Why per-chunk? In compliance work, you must prove your conclusions, not just assert them. If an auditor asks "Where does the documentation show encryption is enabled?"—you point to a specific paragraph, not a vague LLM summary. This architecture forces that discipline.

6. Assessment Aggregation: Evidence-Driven Status

def assess_requirement_v2(customer_id: str, framework_id: str, req_id: str, 
                          req_title: str, model: str = "qwen3.5-27b") -> dict:
    """Multi-query retrieval → per-chunk verification → aggregated verdict."""
    
    # 1. Multi-query retrieval, deduplication
    queries = _build_evidence_queries(req_id, req_title, meta)
    seen: dict[str, dict] = {}
    for q in queries:
        for c in search_chunks(customer_id, q, top_k=8):
            key = f"{c.get('source')}::{c.get('heading')}::{(c.get('text') or '')[:60]}"
            if key not in seen or c["score"] > seen[key]["score"]:
                seen[key] = c
    chunks = sorted(seen.values(), key=lambda x: -x["score"])[:8]
    
    # 2. LLM verifies each chunk
    verdicts = []
    for c in chunks:
        v = verify_chunk(c, req_id, req_title, framework_id, model)
        verdicts.append({
            "source": c.get("source", ""),
            "heading": c.get("heading", ""),
            "score": c.get("score", 0.0),
            "verdict": v["verdict"],
            "reason": v["reason"],
        })
    
    # 3. Aggregate verdicts → status
    yes_n = sum(1 for v in verdicts if v["verdict"] == "YES")
    partial_n = sum(1 for v in verdicts if v["verdict"] == "PARTIAL")
    
    if yes_n >= 1:
        status = "COVERED"
        motivering = f"{yes_n} document sections confirm the requirement ({partial_n} partially relevant)."
    elif partial_n >= 2:
        status = "PARTIAL"
        motivering = f"{partial_n} sections mention the topic but lack complete proof."
    else:
        status = "NOT_COVERED"
        motivering = "No document sections verified as evidence (LLM rejected all matches)."
    
    return {
        "status": status,
        "motivering": motivering,
        "verdicts": verdicts,
        "chunks_used": len(chunks),
        "confidence": _confidence(best_score, yes_n, partial_n),
    }

The result is auditable, not opaque. You can trace back every compliance verdict to specific document excerpts and LLM reasoning.

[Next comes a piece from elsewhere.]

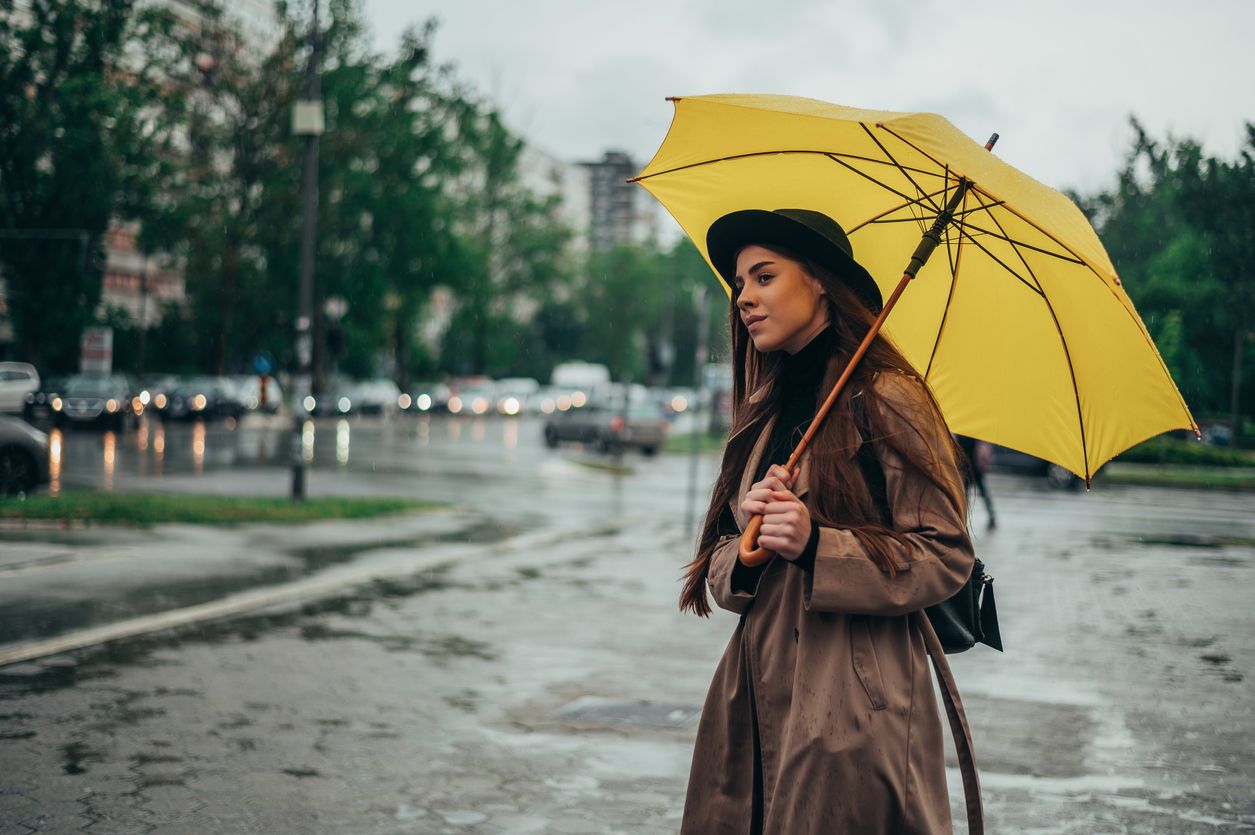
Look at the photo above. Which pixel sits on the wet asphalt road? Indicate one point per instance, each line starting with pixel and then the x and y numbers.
pixel 552 687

Resilience: Production Patterns

Running compliance analysis at scale requires robust error handling. securityguru's retry + circuit-breaker pattern is worth studying:

Health Tracking

import time
from collections import deque

_provider_health: dict[str, deque] = {}
_HEALTH_WINDOW_S = 300        # 5-minute sliding window
_HEALTH_MIN_SAMPLES = 5       # Need 5 samples before circuit breaks
_HEALTH_FAIL_THRESHOLD = 0.5  # >50% failure → switch provider

def _record_health(provider: str, was_error: bool) -> None:
    now = time.time()
    dq = _provider_health.setdefault(provider, deque())
    dq.append((now, was_error))
    
    # Trim old samples outside window
    cutoff = now - _HEALTH_WINDOW_S
    while dq and dq[0][0] < cutoff:
        dq.popleft()

def _is_provider_unhealthy(provider: str) -> bool:
    dq = _provider_health.get(provider)
    if not dq or len(dq) < _HEALTH_MIN_SAMPLES:
        return False
    failures = sum(1 for _, err in dq if err)
    return (failures / len(dq)) > _HEALTH_FAIL_THRESHOLD

Real-world scenario: JuiceFactory is temporarily unavailable (maintenance, overload). The system detects >50% errors over 5 minutes and automatically falls back to a secondary model. Users don't lose assessments; they complete with a degraded but functional fallback.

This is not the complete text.